Ah, her neyse. Şu an deli gibi korkuyordu zaten. Bunları sonra düşünürdüm.
Kolumu beline attım ve yavaş yavaş okşamaya başladım sırtını.
Titriyordu.
Sakin bir şekilde şarkı mırıldanmaya başladım.
Ara sıra saçlarını öpüyordum.
O bal rengi saçları öylesine güzeldi ki...
Şarkı mırıldanırken boynum gıdıklanıyordu.
Uyuyamıyordu sanırım. Kirpikleri gıdıklıyordu boynumu.
Kafamı yastıktan kaldırdım ve yüzüne baktım usulca.
Tanrı'm... deli gibi ağlıyordu.
Nasıl bu kadar sakin ağlayabiliyordu?
Ah, seni aptal, bu çocuk kahkaha bile atamıyor.
Ellerimi yüzüne koydum. Sildim yanaklarını nazikçe.
"Bir şey mi oldu Taehyung? Niye bu kadar ağlıyorsun?"
Cevapsız kalan bir soru daha.
Sadece bana bakıyordu.
Hafifçe sarstım ve cevap bekler gibi suratına baktım.
Cevap vermiyordu. Kağıt kalem de istemiyordu.
Yüzümün yarısını yastığa gömdüm tekrardan.
Ne istediğini o kadar merak ediyordum ki...
Yüzünden hiçbir şey okunmuyordu.
Kapalı bir kutuda saklanıyordu sanki. Gözlerinden başka hiçbir şey göremiyordum resmen...
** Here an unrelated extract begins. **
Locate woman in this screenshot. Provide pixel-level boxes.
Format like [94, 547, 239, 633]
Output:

Ben körün tekiydim, bu doğruydu, ama Taehyung çok içine kapanıktı.
Hayaletlerden korktuğunu asla bilmezdim.
Onun hakkında hiçbir şey bilmezdim ben.
Lanet olsun! Kalbini okumak isterdim.
O oluk oluk kan akan yerde nelerin döndüğünü bilmek isterdim.
Aslında oldukça şey istiyordum. Fakat ellerim hala çok boştu.
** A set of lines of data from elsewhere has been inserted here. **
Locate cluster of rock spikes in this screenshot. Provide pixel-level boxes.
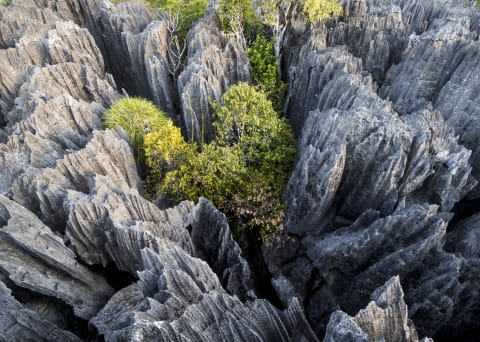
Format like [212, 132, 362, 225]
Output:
[0, 0, 480, 342]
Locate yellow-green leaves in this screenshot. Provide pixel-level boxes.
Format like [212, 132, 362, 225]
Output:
[103, 97, 171, 162]
[303, 0, 343, 23]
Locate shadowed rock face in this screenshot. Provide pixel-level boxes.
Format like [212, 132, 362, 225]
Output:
[0, 0, 480, 341]
[0, 1, 318, 341]
[323, 277, 433, 342]
[178, 12, 251, 141]
[264, 1, 480, 340]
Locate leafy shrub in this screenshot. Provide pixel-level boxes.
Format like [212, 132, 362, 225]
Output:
[113, 83, 296, 239]
[303, 0, 343, 23]
[213, 83, 295, 188]
[247, 35, 287, 112]
[148, 0, 208, 40]
[103, 97, 171, 163]
[159, 143, 247, 209]
[154, 83, 296, 239]
[218, 0, 262, 41]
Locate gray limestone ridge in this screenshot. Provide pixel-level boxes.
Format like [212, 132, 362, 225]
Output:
[0, 0, 480, 342]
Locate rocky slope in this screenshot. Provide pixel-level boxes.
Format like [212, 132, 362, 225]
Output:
[264, 1, 480, 340]
[0, 0, 480, 341]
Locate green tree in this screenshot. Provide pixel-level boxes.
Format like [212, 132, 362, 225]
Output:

Ona bakmaya devam ettim ve derin bir iç çektim.
Yorulmuştum.
Aynı yastığı paylaştık.
Tanrı'm... cidden çok yakındık.
Elini yanağımın üstüne koydu ve yavaşça okşamaya başladı.
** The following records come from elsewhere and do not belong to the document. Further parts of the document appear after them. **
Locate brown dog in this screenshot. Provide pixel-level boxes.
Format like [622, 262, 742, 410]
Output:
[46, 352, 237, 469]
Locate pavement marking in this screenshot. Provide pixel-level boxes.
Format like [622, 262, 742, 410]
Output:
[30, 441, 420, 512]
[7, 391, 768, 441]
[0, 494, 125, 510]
Başparmağıyla kirpiklerimi okşuyordu.
Neden böyle bir şey yaptığını sormadım, hiçbir şey sormadım.
Sadece gözlerimi kapattım ve dokunuşlarının sıcaklığını hissetmeye çalıştım.
Bir süre sonra ne olduğunu hatırlamıyordum, uyumuştum.
Fakat, çok tatlı diyarlarda gezmiştim rüyamda.
Taehyung, sabah saat 9 olana kadar, Jimin'de kayboldu.
Ve, Jimin'in bilmediği bir şey daha.